La lista dei super ospedali deve ancora essere stilata, ma dei nomi si fanno già. Come la “Casa del Sollievo” e il Policlinico di Bari in Puglia e il “Federico II” di Napoli, per restare al Sud. Mentre a Roma candidati sono i policlinici Gemelli e Umberto I. Sempre al centro ha buone chance l’azienda ospedaliera universitaria di Pisa.
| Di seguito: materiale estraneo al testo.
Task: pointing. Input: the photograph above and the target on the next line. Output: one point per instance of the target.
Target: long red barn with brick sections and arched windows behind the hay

Mentre al Nord si sarebbero i tre ospedali milanesi già sul podio per la loro attrattività, più il policlinico Sant’Orsola a Bologna e l’Azienda ospedaliera universitaria integrata di Verona.
«Stiamo elaborando un testo collegato per il potenziamento e l'integrazione dell'assistenza ospedaliera e territoriale, che interviene in diversi ambiti, tra i quali aggiornare la classificazione delle strutture ospedaliere, anche alla luce dell’avvenuta attivazione degli ospedali di comunità, identificando ospedali di riferimento nazionale», conferma il ministro della Salute, Orazio Schillaci.
II decreto oltre a creare la rete degli ospedali di riferimento punterà poi a promuovere nuovi standard per il funzionamento delle reti cliniche di patologie di livello regionale, ma anche a definire reti nazionali di patologia e le reti nazionali tra strutture di eccellenza per specifici ambiti. Le note dolenti, come sempre, arrivano quando si parla di come finanziare il tutto, visto che da dieci anni la spesa per investimenti in conto capitale è ferma causa carenza cronica di risorse, tanto che rispetto a quelli privati siamo oramai penultimi in Europa, sopravanzati solo dalla piccola Irlanda. Così alla fine resta quel 40% di fondi ancora non utilizzati dei 24 miliardi di lire stanziati per l’edilizia sanitaria dalla lontana legge finanziaria dei 1988. Soldi non spesi, secondo la Corte dei Conti, per via di procedure farraginose e dell’incapacità da parte delle amministrazioni locali di realizzare progetti, con Lazio e Campania che «non hanno utilizzato circa il 68% delle risorse disponibili», pari rispettivamente a 1,1 miliardi e a 563 milioni. Una incapacità progettuale che ci fa perdere anche decine di miliardi di cofinanziamenti europei. Così i nostri ospedali restano vecchi fuori e anche dentro. Perché la maggior parte di loro è stata costruita prima della guerra e quasi uno su dieci ha visto passare persino le truppe napoleoniche. Mentre le apparecchiature per gli accertamenti sanitari basilari non tengono il passo con l’innovazione tecnologica, visto che quasi la metà di tac e risonanze è da ritenersi obsoleta. Il che significa parecchi “fermo macchine” in corso d’anno che contribuiscono non poco ad allungare le liste di attesa.
I magistrati contabili hanno stimato in una relazione pre-pandemia in almeno 13 miliardi lo stanziamento necessario per rendere sicure le nostre strutture ospedaliere. Ora per i nostri nosocomi arrivano 1,6 miliardi messi sul piatto dal Pnrr per la loro messa in sicurezza, dato che secondo un ultimo report della Protezione civile il 60% rischia di venirsene giù con una scossa di terremoto, nemmeno troppo violenta. Un altro miliardo e 450 milioni lo stanzia invece il Fondo nazionale per gli investimenti complementari.